Les données publiques dessinent un gisement précis : environ 165 logements occupés par leur propriétaire, un bassin de travaux structuré autour de CC de Gâtine-Racan, de l'ordre de 188 maisons individuelles. Ce volume ne préjuge d'aucune éligibilité individuelle : il indique seulement où se concentrent, à Marray, les situations où le scénario décrit sur cette page a le plus de chances d'être pertinent.
Le chiffrage type publié sur cette page part de 115 m², en zone H1b : après un bouquet complet, la consommation recule d'environ 15 800 kWh par an, soit près de 1 700 € au tarif de référence.
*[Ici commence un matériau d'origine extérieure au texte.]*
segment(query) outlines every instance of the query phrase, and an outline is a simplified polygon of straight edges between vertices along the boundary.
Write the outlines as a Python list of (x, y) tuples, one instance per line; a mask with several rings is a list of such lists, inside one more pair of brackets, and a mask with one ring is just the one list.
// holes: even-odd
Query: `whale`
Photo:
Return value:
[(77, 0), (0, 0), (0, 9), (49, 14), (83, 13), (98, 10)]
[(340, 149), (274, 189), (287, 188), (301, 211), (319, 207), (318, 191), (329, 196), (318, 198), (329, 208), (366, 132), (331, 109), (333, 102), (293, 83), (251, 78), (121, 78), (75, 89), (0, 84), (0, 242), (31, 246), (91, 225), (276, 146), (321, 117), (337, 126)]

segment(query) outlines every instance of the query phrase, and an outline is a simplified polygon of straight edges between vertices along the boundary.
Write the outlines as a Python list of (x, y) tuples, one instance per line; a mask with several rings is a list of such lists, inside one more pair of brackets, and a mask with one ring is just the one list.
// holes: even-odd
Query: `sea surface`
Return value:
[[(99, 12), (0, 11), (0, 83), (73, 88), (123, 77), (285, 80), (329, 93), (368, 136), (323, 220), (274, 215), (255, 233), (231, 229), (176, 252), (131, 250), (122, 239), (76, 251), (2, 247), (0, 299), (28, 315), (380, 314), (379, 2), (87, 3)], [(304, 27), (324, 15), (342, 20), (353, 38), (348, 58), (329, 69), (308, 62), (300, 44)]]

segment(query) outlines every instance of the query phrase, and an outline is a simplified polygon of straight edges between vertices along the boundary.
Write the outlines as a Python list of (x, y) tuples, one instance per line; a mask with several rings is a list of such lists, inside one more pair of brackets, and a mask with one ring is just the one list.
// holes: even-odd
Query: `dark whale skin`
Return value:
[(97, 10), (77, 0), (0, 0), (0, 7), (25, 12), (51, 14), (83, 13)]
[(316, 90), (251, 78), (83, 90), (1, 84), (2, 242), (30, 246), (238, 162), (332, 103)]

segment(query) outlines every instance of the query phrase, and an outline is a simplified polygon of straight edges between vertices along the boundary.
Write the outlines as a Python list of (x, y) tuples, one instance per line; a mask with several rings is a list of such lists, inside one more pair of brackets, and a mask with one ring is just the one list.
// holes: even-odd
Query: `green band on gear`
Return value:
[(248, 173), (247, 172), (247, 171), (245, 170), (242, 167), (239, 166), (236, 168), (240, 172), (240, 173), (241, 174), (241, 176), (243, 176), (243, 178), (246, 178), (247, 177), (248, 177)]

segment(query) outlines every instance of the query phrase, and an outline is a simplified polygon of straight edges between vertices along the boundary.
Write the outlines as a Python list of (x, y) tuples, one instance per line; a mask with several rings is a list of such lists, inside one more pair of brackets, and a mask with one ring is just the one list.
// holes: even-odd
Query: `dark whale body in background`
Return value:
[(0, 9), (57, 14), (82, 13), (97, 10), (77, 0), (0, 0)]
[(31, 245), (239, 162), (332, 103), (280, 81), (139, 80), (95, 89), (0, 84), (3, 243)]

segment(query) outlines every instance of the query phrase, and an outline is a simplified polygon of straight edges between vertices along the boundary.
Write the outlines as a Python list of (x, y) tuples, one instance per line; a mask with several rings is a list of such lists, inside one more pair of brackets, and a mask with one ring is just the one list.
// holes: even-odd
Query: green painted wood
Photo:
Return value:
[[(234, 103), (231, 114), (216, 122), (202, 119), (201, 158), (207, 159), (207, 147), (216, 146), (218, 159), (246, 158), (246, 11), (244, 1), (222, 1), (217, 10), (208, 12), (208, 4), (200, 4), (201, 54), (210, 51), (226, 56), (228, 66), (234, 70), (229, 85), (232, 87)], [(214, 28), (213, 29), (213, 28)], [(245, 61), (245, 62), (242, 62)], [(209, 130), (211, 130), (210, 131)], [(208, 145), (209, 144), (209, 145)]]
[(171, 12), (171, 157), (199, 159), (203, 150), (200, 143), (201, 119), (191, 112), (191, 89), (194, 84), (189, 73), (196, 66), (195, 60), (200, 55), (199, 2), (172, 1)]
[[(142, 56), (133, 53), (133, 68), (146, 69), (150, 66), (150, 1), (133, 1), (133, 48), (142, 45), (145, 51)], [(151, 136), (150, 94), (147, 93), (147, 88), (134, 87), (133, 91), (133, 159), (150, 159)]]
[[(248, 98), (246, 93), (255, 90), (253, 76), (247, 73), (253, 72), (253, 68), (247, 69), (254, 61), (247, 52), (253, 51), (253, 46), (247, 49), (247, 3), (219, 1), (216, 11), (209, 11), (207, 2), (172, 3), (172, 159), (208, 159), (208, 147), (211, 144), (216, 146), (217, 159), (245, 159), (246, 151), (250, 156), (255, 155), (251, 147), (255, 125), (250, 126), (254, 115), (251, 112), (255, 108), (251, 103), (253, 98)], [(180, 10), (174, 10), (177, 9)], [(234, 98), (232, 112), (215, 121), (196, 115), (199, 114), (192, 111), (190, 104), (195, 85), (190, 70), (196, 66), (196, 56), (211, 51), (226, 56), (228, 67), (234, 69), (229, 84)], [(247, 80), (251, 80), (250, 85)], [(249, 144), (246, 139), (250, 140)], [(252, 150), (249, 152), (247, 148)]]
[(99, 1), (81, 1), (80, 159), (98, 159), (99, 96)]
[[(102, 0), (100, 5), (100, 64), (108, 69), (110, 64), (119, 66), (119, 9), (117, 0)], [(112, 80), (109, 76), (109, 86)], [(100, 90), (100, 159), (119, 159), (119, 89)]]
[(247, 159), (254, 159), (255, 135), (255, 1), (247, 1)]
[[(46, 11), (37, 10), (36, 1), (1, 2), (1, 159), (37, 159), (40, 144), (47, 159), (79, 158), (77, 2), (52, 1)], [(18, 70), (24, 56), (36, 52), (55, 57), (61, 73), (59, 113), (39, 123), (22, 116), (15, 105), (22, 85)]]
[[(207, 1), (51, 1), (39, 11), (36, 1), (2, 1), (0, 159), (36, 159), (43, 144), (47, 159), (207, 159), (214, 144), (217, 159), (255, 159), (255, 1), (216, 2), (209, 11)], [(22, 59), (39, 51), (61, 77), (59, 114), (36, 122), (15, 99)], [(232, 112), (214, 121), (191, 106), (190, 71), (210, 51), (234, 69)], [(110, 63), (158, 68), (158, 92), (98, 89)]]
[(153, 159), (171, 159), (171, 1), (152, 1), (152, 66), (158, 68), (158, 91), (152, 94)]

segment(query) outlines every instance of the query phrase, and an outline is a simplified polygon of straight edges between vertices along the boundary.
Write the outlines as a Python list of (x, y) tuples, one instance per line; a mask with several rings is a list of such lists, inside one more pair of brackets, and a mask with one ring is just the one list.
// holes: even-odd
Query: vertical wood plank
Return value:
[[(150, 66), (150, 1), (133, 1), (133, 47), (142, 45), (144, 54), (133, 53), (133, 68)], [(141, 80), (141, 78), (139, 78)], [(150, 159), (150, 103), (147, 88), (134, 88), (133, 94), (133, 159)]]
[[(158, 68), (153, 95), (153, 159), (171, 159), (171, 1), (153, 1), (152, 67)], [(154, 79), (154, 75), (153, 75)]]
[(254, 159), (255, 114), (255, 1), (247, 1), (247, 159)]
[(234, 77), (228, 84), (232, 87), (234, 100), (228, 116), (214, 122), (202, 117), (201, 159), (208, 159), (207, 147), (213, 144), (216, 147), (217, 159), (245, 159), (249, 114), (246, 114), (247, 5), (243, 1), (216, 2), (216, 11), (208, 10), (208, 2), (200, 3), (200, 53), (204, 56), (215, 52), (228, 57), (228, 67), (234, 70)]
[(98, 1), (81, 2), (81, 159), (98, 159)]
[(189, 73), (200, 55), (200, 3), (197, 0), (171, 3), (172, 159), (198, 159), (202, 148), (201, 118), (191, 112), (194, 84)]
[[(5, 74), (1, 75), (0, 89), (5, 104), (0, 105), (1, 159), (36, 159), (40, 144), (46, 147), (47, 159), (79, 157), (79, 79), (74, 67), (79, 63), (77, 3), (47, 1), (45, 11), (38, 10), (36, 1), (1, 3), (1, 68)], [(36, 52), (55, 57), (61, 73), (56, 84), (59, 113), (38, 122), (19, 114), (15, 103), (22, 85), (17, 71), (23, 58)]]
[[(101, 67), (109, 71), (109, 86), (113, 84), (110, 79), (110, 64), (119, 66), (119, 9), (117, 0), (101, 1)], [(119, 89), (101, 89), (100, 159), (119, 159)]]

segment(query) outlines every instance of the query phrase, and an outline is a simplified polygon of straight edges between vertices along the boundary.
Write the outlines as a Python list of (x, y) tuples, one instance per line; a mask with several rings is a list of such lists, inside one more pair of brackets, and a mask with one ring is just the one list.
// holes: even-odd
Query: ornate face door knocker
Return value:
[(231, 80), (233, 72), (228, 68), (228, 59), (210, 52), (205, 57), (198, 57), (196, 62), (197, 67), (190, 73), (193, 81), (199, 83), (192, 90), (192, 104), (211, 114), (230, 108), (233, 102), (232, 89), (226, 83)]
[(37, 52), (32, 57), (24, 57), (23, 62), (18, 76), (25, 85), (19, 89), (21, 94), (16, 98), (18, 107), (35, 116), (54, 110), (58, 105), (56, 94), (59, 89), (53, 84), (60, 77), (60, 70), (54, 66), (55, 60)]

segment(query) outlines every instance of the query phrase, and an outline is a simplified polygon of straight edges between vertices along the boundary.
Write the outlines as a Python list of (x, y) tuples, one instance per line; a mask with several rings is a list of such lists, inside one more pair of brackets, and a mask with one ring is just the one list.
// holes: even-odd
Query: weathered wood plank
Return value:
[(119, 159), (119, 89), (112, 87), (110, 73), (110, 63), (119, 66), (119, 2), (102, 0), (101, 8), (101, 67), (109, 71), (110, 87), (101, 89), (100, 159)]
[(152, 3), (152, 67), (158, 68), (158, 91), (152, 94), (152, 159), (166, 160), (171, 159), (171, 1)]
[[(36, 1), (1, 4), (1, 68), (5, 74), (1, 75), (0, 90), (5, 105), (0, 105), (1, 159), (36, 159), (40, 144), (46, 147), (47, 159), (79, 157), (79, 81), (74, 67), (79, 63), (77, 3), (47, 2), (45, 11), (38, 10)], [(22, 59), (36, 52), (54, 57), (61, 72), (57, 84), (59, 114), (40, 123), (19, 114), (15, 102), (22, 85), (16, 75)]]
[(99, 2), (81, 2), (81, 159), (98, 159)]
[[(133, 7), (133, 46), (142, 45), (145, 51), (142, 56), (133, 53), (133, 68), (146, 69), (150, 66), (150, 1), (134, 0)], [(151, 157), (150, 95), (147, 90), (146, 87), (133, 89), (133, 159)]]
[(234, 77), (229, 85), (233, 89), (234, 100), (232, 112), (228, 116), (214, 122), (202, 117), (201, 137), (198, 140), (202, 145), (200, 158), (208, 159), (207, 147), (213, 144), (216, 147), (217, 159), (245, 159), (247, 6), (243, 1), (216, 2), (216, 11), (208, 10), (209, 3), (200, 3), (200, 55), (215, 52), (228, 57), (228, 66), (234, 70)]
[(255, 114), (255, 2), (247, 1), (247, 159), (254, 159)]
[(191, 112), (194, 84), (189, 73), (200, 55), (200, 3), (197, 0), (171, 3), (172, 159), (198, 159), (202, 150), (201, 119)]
Côté financement, l'assiette est plafonnée à 40 000 € HT dès trois classes gagnées, l'aide ANAH s'échelonne de 4 000 € à 32 000 € selon le revenu fiscal de référence, et l'accompagnement obligatoire est pris en charge jusqu'à 2 000 €.
Une moyenne de 2.54 personne(s) par logement à Marray : ce chiffre paraît anodin, il commande pourtant le débit de ventilation, le volume d'eau chaude et donc la cohérence de le financement du reste à charge par éco-prêt avec le reste du bouquet.
Maisons ou logements collectifs, la réponse technique diffère : à Marray, la part de maisons atteint 97 % du parc (188 logements). Pour le financement du reste à charge par éco-prêt, cela signifie que la cohérence entre le devis financé et le dossier d'aide conditionne la majorité des chantiers plutôt qu'une minorité de cas.
La zone climatique n'est pas un détail administratif : à Marray, en zone H1b, la base conventionnelle retenue est de 250 kWh/m²/an. C'est elle qui fixe le retour sur investissement de le financement du reste à charge par éco-prêt et qui explique qu'un même ouvrage soit prioritaire ici et secondaire dans une zone plus tempérée.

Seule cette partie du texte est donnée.